# Bread Baking on the Weber



## bregent (Aug 24, 2020)

Temps in the Bay Area have been too high to use the oven indoors, and with all of the smoke can't even open the windows at night to cool things off. So I baked a sourdough country loaf in the Webber gasser. Was able to maintain 450F with the left and sear station burners running on high. Turned out better than I expected.


----------



## sandyut (Aug 24, 2020)

Looks killer!  I cant wait to try making bread!


----------



## Brokenhandle (Aug 24, 2020)

looks great!
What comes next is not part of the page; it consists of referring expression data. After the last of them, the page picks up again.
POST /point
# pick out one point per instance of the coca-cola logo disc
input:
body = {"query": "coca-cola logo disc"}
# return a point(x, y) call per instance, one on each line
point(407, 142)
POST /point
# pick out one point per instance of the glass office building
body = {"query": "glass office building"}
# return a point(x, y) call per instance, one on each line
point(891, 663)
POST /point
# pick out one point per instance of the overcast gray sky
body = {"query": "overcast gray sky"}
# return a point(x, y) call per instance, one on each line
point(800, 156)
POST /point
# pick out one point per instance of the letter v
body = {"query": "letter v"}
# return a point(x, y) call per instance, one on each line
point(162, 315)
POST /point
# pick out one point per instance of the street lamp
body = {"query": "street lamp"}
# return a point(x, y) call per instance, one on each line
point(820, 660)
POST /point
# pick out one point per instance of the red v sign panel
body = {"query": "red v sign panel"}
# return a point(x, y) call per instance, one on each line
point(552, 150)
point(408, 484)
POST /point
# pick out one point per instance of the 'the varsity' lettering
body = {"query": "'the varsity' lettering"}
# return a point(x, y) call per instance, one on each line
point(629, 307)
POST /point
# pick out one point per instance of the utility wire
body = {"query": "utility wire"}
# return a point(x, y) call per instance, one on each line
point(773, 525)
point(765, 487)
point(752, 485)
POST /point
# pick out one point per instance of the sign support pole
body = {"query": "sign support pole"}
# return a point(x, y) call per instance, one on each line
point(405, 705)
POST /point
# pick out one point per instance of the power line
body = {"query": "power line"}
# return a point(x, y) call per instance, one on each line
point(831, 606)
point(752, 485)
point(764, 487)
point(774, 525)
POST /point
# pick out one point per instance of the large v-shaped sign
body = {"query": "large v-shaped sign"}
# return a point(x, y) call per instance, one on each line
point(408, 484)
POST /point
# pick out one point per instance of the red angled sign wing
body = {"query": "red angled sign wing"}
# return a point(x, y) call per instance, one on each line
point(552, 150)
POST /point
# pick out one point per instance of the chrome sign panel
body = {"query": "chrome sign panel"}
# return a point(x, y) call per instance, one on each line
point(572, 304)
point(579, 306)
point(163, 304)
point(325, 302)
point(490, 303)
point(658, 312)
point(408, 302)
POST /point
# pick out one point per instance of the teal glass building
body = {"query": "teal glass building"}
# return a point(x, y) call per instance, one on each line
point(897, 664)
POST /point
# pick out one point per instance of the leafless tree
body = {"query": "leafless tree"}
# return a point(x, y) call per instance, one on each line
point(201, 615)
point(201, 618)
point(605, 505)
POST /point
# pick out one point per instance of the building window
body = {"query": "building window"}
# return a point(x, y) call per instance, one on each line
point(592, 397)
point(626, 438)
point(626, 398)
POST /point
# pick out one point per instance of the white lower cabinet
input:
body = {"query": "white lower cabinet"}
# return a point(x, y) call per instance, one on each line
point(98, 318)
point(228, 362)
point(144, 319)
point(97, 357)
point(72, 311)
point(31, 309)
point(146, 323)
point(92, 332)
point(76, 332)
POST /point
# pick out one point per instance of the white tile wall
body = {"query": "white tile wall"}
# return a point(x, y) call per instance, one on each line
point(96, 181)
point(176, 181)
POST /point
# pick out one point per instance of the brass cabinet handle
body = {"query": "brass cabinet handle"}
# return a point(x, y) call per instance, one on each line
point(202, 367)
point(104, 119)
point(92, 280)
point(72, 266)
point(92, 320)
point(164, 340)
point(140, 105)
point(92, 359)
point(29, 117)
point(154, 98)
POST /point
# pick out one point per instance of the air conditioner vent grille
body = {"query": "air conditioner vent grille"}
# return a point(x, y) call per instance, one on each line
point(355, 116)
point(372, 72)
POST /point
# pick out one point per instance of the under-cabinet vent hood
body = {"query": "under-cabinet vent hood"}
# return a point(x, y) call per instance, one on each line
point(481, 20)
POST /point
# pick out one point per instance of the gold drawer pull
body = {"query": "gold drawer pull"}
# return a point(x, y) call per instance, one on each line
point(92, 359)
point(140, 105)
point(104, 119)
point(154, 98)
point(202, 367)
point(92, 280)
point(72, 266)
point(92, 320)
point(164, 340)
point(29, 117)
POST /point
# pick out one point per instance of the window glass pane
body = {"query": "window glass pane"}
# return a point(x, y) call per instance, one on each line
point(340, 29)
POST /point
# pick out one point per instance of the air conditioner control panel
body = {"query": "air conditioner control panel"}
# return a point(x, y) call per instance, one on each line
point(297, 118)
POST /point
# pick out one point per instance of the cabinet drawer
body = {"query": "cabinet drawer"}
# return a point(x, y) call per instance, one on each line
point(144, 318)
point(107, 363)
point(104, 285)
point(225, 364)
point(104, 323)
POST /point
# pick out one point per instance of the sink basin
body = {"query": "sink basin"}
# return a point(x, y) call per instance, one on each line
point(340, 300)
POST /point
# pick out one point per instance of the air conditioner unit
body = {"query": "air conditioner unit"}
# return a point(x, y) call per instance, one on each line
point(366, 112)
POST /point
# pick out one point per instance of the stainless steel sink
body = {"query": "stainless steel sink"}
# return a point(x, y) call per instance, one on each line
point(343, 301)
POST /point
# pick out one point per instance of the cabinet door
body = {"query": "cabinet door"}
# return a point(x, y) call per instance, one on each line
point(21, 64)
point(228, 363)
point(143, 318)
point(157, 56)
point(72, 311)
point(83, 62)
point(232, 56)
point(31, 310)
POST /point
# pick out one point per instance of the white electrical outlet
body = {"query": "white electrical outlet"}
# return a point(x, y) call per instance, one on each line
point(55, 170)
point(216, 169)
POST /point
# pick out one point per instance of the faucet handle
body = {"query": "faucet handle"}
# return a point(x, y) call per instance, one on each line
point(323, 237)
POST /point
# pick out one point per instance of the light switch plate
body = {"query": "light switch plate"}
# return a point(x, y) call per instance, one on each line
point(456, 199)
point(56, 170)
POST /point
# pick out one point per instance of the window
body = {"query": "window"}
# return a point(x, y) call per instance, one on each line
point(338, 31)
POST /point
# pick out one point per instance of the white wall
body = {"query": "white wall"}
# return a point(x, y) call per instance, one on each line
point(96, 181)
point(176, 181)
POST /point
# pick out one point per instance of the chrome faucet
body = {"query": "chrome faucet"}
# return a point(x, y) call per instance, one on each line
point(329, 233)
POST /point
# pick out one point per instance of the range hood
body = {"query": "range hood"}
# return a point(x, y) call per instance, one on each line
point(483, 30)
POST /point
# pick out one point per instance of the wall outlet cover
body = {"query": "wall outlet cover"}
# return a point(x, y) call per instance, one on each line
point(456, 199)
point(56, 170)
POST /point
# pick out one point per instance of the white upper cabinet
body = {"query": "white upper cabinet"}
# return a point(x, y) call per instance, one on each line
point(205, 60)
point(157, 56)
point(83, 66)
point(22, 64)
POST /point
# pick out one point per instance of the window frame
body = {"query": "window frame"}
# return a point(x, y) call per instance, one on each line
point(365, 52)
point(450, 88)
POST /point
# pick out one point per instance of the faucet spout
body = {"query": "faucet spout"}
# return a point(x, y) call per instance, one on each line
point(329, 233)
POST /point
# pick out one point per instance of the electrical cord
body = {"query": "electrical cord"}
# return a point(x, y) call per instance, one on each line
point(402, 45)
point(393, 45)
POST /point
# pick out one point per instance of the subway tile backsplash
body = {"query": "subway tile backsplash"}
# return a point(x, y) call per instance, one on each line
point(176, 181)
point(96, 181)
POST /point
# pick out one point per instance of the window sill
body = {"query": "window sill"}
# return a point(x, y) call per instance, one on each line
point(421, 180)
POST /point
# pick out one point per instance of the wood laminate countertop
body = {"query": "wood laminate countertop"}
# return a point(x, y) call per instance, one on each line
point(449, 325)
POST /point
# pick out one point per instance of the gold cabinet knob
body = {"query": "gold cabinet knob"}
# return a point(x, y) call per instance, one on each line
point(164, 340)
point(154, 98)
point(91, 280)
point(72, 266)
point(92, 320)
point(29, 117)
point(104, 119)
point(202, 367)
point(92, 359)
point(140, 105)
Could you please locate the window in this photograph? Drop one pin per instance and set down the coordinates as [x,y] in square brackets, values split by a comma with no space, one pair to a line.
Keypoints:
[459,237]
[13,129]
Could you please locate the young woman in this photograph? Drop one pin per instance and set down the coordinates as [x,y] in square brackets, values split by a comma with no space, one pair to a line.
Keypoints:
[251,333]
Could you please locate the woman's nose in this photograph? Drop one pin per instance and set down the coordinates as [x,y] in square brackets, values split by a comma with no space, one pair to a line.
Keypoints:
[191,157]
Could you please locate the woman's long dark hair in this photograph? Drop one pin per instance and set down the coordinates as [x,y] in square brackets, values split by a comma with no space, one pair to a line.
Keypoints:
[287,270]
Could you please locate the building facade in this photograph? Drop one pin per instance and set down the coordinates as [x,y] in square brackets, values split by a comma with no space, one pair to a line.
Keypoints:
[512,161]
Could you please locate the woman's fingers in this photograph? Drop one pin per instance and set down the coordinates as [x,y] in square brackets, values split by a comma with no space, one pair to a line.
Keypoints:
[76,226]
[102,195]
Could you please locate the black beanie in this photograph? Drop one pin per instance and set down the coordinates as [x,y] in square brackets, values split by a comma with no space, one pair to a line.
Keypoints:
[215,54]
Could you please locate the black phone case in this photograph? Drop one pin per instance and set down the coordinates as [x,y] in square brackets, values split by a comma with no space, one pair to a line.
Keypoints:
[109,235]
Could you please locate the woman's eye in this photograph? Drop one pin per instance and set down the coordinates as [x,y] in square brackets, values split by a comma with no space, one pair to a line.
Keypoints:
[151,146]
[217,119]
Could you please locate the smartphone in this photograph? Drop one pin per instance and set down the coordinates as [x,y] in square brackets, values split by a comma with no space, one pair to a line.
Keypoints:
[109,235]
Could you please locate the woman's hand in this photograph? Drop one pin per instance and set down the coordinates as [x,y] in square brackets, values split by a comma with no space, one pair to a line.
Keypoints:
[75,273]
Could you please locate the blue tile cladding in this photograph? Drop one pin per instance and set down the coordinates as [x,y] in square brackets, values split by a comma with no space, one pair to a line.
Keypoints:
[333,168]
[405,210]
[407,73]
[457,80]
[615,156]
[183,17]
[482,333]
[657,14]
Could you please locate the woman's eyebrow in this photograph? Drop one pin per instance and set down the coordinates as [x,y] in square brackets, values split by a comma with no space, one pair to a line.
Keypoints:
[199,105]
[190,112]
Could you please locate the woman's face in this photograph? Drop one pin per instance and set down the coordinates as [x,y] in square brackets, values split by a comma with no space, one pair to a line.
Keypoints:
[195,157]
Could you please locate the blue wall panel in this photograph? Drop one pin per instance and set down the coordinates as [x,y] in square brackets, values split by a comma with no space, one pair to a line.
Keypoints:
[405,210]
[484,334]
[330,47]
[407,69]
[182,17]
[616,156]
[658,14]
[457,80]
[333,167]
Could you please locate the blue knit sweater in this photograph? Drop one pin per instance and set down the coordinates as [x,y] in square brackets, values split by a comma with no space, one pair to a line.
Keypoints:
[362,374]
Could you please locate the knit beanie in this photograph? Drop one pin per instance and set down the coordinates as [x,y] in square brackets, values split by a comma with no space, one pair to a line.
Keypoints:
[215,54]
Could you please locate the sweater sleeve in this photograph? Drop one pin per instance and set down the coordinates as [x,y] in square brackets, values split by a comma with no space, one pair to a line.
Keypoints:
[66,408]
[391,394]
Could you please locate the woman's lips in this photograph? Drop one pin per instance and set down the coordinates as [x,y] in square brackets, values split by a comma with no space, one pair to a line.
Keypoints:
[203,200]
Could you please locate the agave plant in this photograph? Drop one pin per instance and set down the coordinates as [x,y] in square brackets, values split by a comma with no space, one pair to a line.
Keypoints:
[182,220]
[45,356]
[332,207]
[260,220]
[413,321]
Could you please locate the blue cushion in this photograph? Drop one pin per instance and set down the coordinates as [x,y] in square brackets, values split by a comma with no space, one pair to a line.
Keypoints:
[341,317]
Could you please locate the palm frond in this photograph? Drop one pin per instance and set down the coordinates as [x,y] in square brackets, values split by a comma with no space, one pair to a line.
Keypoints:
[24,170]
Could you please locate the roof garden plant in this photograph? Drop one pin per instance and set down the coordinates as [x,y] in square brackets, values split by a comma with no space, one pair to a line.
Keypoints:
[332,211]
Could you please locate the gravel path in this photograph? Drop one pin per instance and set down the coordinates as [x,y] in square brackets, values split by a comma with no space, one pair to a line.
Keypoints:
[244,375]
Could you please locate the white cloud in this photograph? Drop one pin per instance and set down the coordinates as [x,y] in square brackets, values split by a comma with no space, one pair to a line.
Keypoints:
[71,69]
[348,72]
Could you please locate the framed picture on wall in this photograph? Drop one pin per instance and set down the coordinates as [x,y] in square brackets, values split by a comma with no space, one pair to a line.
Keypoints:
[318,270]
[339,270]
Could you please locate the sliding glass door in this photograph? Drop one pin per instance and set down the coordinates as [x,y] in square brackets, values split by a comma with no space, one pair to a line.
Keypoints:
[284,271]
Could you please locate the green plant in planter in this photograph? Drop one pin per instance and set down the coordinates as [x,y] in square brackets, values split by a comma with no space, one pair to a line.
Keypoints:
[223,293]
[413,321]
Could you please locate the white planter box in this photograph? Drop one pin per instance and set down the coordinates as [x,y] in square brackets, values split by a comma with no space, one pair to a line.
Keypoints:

Now please pass the butter before it cools off!

Ryan


----------



## BrianGSDTexoma (Aug 24, 2020)

Wow.  That crumb looks fantastic!


----------



## normanaj (Aug 24, 2020)

Now ya just need some meat to put on that bread!


----------



## Just4SmokinGrillin (Aug 24, 2020)

Beautiful Sour Dough


----------



## crazymoon (Aug 24, 2020)

B, wow, looks excellent!


----------



## Smkryng (Aug 24, 2020)

Good looking loaf of bread!


----------



## chopsaw (Aug 25, 2020)

That came out great .


----------



## bregent (Aug 25, 2020)

Thanks all!


----------



## Jabiru (Aug 26, 2020)

Damn that looks good. I have a dutch oven and will have to give it a try. Is it a special recipe you used?


----------



## Titch (Aug 26, 2020)

Nice loaf, I,m lucky as my wife does a lot of Baking.


----------



## bregent (Aug 26, 2020)

Jabiru said:


> Damn that looks good. I have a dutch oven and will have to give it a try. Is it a special recipe you used?



It's based on Tartine's Country Bread. I used 70% bread, 30% whole wheat. 





						Tartine
					

Tartine is a thoughtful expression of modern craft through good food and warm experiences. We are a product of our communities and our friends.




					tartinebakery.com


----------



## Jabiru (Aug 26, 2020)

Thanks 

 bregent
 . I am going to give it a go.


----------



## BGKYSmoker (Oct 30, 2020)

This is nice. Can you do this with a plain white bread dough?


----------



## bregent (Oct 30, 2020)

SFLsmkr1 said:


> This is nice. Can you do this with a plain white bread dough?



Sure, I don't see why not.


----------